Als ältere der beiden Schwestern verliert Greta, als sie allein mit der siebenjährigen Julieta spielt, diese. Offenbar ist Julieta im Meer ertrunken, was jedoch niemand genau weiß, da ihre Leiche nie gefunden wurde. Gretas Großmutter Matilde, die sich ihrer liebevoll annimmt, während ihre Mutter Helena wegen ihrer Unachtsamkeit bei dem Unglück mit Julieta, von dem keiner weiß, wie es genau geschehen ist, erzählt ihrer Enkelin immer neue Geschichten von der Insel und vom Meer. Sie selbst trägt, wie auch Julieta und Helena, ein Meerjungfrauenmuttermal am Bein, welches Greta als einziger weiblichen Person der Familie fehlt. Greta kehrt als erwachsene Frau, sie ist nie wieder auf Formentera gewesen und hat alle Orte am Meer gemieden – sie lebt nun als Drehbuchautorin in London mit Paul zusammen –, nach Formentera zurück, denn Matilde möchte sie sehen. Die alte Frau ist sehr gebrechlich geworden und geht dem Tod entgegen. Auch Helena, mit der Greta seit damals kein Wort mehr gesprochen hat, ist vor auf der Insel. Matilde versucht, Greta, die sich die Schuld an dem Tod ihrer kleinen Schwester gibt, was ihr gesamtes Leben überschattet, zu heilen sowie Mutter und Tochter wieder zusammenzubringen, bevor sie selbst die beiden für immer verlassen wird. Wird es ihr gelingen? Und was ist damals bei Julietas Verschwinden tatsächlich passiert? Aus der wechselnden Perspektive der drei Frauen erzählt Laia Aguilar ihre Geschichte – und die eine gebrochenen Familie. (hb)

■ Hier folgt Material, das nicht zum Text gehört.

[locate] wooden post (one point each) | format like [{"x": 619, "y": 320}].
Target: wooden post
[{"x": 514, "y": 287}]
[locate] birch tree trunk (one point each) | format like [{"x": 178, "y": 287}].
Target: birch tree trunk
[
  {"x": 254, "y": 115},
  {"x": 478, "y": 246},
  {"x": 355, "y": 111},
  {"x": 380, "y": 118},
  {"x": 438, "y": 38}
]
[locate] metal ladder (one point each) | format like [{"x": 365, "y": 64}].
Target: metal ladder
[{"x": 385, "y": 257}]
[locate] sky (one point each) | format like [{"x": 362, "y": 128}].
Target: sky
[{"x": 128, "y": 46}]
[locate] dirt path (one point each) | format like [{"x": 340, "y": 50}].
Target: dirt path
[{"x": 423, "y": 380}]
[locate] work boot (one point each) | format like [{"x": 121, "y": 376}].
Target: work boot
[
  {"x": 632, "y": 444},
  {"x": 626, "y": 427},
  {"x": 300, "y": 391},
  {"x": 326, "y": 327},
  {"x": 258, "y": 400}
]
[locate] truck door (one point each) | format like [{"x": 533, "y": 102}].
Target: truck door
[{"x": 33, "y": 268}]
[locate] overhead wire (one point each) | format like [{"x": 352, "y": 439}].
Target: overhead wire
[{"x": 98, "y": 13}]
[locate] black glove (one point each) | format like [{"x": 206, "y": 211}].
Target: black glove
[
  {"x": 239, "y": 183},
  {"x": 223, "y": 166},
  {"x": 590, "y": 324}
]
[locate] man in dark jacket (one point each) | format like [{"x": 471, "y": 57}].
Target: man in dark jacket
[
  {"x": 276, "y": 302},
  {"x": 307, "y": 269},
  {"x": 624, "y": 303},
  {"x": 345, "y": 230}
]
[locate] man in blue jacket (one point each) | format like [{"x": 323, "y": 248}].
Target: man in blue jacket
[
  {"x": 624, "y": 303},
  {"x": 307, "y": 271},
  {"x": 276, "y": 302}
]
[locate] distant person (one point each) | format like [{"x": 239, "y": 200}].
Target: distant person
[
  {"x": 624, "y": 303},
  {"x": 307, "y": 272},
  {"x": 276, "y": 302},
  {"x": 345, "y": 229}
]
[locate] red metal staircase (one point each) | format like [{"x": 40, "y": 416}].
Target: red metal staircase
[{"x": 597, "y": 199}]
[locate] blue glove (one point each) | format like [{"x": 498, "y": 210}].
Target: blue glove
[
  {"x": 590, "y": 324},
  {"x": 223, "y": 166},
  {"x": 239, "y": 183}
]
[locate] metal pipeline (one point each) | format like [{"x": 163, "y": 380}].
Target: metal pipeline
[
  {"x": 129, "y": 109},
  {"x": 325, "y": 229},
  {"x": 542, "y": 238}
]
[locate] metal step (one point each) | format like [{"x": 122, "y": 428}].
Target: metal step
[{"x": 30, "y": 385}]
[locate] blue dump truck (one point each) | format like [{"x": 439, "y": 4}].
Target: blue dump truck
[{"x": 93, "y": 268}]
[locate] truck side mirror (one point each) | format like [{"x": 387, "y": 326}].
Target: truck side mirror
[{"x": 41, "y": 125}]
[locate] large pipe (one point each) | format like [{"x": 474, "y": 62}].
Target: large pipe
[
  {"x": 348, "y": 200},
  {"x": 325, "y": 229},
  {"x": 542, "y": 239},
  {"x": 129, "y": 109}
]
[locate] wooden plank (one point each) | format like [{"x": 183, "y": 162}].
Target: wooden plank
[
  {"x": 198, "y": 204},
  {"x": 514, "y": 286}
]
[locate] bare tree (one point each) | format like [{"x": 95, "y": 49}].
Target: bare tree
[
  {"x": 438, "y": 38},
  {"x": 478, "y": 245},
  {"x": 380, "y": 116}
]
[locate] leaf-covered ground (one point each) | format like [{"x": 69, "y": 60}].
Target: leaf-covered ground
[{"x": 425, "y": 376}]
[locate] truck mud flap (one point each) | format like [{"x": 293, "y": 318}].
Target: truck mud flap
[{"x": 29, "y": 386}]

Wie wird eine Familie mit dem Verlust einer Tochter fertig? Laia Aguilar zeigt in ihrem herzergreifenden Roman, dass Schweigen und Flucht auf jeden Fall keine guten Lösungen sind – und schickt ihre Figuren auf die Suche nach einen Ausweg aus dem Teufelskreis aus Schuldgefühlen und mangelndem Verständnis füreinander.